Political risk is widely presumed to affect emerging market equities. However, its impact has historically been difficult to assess due to the lack of quantifiable, systematic, and standardized political risk metrics.
The growing popularity of alternative data derived from natural language processing and sentiment analysis of global news media has opened new opportunities in the political risk space, including novel methods of devising systematic investment and asset allocation frameworks that are uniquely informed by a new generation of political risk indicators.
To take advantage of this development, S&P Dow Jones Indices has collaborated with GeoQuant, an AI-driven political risk data firm, to devise a best-in-class Emerging Markets Political Risk-Tilted Concept Index (hereafter the “Political Risk-Tilted Concept Index” or "Concept Index").

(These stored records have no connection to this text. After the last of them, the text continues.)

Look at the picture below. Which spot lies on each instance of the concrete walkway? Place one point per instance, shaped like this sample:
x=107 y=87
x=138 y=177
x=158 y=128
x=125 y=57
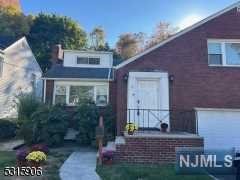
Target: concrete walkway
x=80 y=166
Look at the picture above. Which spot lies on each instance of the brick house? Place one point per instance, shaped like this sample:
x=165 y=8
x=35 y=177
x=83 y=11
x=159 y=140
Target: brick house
x=190 y=81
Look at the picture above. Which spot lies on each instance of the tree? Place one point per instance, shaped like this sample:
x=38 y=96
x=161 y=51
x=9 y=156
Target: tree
x=129 y=44
x=162 y=31
x=48 y=30
x=97 y=38
x=14 y=24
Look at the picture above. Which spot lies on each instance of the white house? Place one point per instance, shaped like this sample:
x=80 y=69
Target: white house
x=19 y=73
x=79 y=74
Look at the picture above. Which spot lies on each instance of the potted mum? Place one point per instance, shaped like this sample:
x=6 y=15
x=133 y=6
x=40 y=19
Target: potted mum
x=36 y=158
x=108 y=157
x=131 y=128
x=164 y=127
x=21 y=157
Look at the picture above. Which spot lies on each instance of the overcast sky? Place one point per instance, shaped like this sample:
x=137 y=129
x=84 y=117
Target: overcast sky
x=119 y=16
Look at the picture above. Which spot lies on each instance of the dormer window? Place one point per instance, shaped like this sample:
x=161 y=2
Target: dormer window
x=88 y=60
x=224 y=52
x=214 y=54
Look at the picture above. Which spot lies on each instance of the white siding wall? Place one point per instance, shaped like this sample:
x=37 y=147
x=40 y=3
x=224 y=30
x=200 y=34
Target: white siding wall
x=18 y=69
x=70 y=58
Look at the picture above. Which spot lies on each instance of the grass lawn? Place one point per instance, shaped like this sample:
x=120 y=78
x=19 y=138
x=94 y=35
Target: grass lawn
x=144 y=172
x=50 y=170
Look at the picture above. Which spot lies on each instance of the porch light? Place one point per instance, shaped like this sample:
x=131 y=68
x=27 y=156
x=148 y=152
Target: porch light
x=125 y=77
x=171 y=78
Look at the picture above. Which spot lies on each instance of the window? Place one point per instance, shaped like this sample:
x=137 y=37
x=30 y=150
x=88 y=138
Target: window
x=1 y=66
x=82 y=60
x=214 y=53
x=60 y=95
x=94 y=60
x=224 y=53
x=101 y=96
x=73 y=94
x=88 y=60
x=80 y=92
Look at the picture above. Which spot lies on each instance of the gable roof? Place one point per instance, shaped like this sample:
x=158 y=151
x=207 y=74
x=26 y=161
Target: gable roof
x=6 y=41
x=15 y=46
x=180 y=33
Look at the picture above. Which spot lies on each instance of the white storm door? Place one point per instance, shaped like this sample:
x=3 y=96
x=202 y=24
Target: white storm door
x=148 y=103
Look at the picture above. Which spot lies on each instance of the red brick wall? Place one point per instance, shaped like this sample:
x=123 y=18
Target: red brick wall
x=152 y=150
x=186 y=58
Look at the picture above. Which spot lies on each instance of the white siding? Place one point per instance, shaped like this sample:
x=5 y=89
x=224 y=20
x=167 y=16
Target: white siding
x=70 y=58
x=18 y=69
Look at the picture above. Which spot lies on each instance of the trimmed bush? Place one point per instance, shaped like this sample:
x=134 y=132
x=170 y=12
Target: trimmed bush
x=87 y=116
x=7 y=129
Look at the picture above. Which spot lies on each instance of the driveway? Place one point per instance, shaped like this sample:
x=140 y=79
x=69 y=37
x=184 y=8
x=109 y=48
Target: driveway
x=80 y=165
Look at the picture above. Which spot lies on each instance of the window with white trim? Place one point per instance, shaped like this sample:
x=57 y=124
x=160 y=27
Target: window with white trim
x=224 y=53
x=73 y=94
x=78 y=93
x=88 y=60
x=60 y=94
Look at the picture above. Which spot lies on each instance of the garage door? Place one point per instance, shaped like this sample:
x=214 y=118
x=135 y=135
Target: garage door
x=220 y=128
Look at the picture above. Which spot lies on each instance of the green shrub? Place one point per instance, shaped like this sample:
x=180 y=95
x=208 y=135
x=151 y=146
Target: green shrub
x=7 y=129
x=87 y=115
x=109 y=120
x=50 y=124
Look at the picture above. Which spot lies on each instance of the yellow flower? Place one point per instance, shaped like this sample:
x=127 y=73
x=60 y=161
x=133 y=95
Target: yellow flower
x=36 y=156
x=131 y=127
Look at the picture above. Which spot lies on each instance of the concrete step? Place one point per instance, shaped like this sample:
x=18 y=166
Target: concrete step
x=71 y=134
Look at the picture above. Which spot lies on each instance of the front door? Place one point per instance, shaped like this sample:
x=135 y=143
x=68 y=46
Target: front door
x=148 y=99
x=147 y=103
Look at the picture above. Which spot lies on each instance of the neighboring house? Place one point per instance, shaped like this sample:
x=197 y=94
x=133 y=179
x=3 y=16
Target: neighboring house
x=19 y=73
x=190 y=81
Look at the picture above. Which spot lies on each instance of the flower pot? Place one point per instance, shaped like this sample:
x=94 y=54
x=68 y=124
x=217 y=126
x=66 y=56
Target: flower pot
x=108 y=162
x=21 y=163
x=130 y=132
x=34 y=164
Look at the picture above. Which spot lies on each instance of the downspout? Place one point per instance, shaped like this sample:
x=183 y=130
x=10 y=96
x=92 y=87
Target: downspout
x=109 y=73
x=44 y=90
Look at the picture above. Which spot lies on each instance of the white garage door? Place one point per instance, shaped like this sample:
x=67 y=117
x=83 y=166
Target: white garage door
x=220 y=128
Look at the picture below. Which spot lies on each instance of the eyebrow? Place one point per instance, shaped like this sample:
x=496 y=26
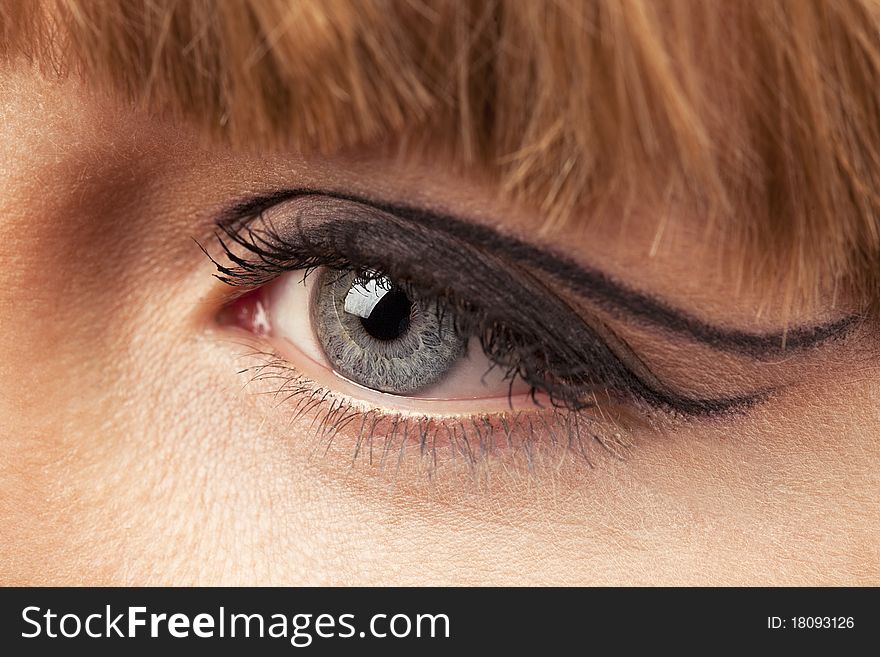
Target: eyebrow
x=586 y=281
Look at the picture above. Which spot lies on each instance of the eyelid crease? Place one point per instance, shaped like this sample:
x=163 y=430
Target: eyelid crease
x=539 y=335
x=590 y=283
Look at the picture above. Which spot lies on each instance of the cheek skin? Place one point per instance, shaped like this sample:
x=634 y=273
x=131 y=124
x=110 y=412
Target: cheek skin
x=132 y=454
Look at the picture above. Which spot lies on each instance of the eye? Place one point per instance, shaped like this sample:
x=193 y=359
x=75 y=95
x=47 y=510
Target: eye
x=373 y=333
x=401 y=310
x=377 y=334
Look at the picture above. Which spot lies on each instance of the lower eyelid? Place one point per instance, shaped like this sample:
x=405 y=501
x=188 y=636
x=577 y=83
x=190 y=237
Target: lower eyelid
x=535 y=434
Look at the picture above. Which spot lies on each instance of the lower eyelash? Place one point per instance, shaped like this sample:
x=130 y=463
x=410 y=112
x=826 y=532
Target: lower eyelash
x=385 y=438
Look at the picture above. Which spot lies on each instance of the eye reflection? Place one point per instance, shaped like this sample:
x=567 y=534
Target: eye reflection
x=384 y=308
x=375 y=335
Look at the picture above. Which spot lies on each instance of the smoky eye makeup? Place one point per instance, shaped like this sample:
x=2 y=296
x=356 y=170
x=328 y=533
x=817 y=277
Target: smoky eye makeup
x=435 y=329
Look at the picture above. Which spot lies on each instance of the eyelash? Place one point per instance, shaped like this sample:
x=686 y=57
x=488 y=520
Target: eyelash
x=501 y=344
x=254 y=255
x=471 y=439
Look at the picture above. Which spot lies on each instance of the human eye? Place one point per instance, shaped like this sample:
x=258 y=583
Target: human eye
x=426 y=330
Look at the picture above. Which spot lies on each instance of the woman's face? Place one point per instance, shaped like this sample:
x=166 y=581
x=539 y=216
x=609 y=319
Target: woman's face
x=159 y=427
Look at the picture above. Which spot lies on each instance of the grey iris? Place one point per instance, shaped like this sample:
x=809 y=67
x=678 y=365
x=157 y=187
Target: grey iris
x=375 y=335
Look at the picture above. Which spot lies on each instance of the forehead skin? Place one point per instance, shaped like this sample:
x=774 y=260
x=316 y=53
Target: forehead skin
x=131 y=454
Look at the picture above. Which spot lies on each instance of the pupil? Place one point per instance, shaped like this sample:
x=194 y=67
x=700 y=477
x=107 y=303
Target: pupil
x=390 y=317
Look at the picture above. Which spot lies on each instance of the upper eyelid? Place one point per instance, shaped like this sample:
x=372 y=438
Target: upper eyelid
x=588 y=282
x=588 y=347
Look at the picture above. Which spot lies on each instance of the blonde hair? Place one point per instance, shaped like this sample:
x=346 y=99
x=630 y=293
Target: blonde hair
x=764 y=115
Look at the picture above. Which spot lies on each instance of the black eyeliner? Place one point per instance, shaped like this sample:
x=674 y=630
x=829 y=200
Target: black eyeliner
x=588 y=282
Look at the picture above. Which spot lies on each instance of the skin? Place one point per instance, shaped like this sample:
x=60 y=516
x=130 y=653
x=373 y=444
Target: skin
x=132 y=452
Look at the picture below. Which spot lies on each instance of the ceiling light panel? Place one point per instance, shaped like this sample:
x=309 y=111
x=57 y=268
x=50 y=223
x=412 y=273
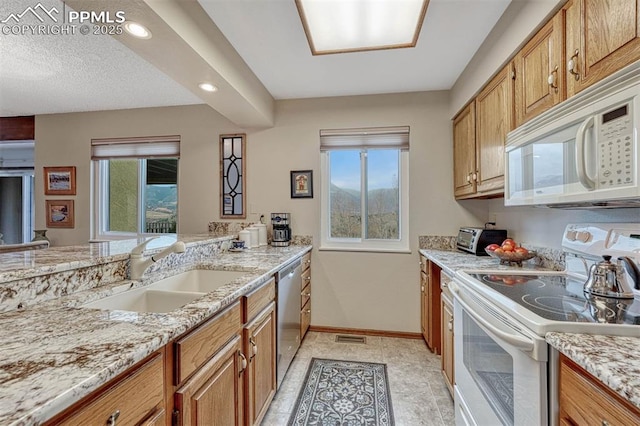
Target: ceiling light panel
x=354 y=25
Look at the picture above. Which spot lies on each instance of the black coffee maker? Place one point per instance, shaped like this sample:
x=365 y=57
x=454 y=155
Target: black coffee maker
x=281 y=231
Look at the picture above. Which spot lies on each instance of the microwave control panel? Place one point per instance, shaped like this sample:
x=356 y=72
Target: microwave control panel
x=616 y=148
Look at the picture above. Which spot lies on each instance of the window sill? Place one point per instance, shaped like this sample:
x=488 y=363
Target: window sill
x=366 y=249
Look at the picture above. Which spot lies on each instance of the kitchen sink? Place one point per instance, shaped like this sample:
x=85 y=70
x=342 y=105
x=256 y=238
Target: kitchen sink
x=169 y=293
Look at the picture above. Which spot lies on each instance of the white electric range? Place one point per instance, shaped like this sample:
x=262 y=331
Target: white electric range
x=505 y=371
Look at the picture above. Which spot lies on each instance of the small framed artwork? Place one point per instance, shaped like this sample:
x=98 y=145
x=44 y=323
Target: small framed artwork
x=60 y=214
x=60 y=180
x=302 y=184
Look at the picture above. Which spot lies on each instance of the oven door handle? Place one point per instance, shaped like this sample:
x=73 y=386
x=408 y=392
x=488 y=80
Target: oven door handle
x=522 y=343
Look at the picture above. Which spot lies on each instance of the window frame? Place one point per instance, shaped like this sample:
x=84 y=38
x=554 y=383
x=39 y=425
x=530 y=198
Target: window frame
x=329 y=243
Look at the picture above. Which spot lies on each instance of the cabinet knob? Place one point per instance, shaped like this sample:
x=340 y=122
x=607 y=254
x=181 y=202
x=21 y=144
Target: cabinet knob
x=113 y=418
x=572 y=65
x=552 y=79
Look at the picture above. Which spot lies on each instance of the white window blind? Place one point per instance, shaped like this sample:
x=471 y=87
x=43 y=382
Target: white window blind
x=376 y=137
x=139 y=147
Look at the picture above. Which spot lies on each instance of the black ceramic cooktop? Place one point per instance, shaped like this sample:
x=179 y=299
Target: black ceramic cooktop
x=560 y=298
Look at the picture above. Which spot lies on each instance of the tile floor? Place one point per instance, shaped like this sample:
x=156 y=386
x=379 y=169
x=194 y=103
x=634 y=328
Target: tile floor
x=419 y=395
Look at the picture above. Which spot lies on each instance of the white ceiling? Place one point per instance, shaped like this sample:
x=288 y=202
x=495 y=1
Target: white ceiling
x=68 y=73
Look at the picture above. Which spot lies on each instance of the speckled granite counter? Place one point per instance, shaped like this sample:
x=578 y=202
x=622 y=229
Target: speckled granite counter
x=615 y=361
x=53 y=353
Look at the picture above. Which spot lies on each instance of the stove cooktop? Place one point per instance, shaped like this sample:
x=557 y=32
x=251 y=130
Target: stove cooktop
x=561 y=298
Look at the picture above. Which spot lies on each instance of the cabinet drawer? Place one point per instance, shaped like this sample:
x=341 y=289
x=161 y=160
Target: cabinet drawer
x=135 y=397
x=583 y=400
x=424 y=264
x=194 y=349
x=305 y=295
x=305 y=319
x=255 y=301
x=306 y=261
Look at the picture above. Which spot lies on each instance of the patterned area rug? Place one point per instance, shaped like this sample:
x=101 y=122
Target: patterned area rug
x=344 y=393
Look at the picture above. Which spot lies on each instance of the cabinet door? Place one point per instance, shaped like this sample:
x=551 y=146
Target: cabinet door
x=494 y=119
x=540 y=72
x=214 y=395
x=260 y=347
x=447 y=343
x=584 y=400
x=464 y=148
x=601 y=38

The Concept Index takes the S&P Emerging BMI as its starting point and rebalances country allocations monthly based on GeoQuant's custom "Macro-Government Political Risk Indicator," yielding the Political Risk-Tilted Concept Index by overweighting (underweighting) countries with relatively low (high) political risk.
We find that systematically incorporating political risk as a factor into emerging market equity allocation decisions can potentially drive outperformance relative to the benchmark S&P Emerging BMI. Outperformance is largely attributable to reduced overall volatility and greater insulation from downside risk.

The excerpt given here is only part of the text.